It was supposed to stop raining weeks ago and it hasn't stopped. After our adventure in the mire, the next thing to go was the bridge on the shortcut to the office. One morning, pre-caffeine, I went to turn left and ran into the African traffic cone--some cut branches in the road. No more shortcut--the bridge had been washed away.

When I finally made it to the office, a visitor was waiting, from a small community organization from one of our villages. The school's toilets had been swept away in the recent floods, and the children had nowhere to relieve themselves. Could we contribute? One of my staff members came back from yet another village, where he couldn't do any work because the whole village was at a funeral for three people who drowned in a pond. The people in the village who know how to swim were out in their fields when the first person jumped in and the other two drowned trying to save her.

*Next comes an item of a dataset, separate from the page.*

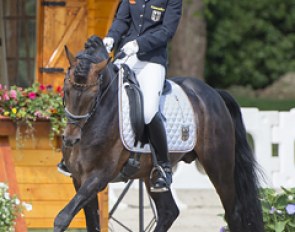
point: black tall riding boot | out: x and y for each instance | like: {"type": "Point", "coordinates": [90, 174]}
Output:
{"type": "Point", "coordinates": [161, 175]}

When I got back from India, all the talk was of how great the rains had been and how well the corn was growing. Nowadays the talk is of just how ruined it is. Last week, I drove up one of the best village roads left, which still had sheets of water flowing across it. The tallest corn still looked good--leafy and tasseled--but the shorter stalks were yellowing from the bottom up. One of our community volunteers shook her head and said that now the plants would just make leaves and no corn. Although it is fun to see children playing in swollen creeks, grown adults tromping around in rubber boots, and the sleek coats of animals fat from the green grass, there is a grim time coming when the rain finally stops and there is little to harvest.

Today one of the few roads in town is closed because another bridge fell. I am staying at the office late to write this post and to give the resulting traffic jam some time to subside. Outside, it is raining.

4.13.2008

Glory

Glory is my roommate and my best friend in Tanzania. She is about five foot two and has a sweet smile and unassuming presence. She is my age but looks about 16. She loves to make outrageous statements about her strength and her wealth and her proficiency in English. She teases me for reading too much, for being a slob, for skipping showers, for not going to church anymore, for being sleepy. We watched the first season of Heroes on a bootlegged DVD together, me translating roughly into Swahili, and she loves to squeeze her eyes shut and pretend that she can teleport like Hiro. She has no control over our misbehaved guard dogs and when they jump up on her she screams. She won’t let me get a cat because she thinks it will eat off the stove. Sometimes, when I run into her away from the house, she is wearing my clothes.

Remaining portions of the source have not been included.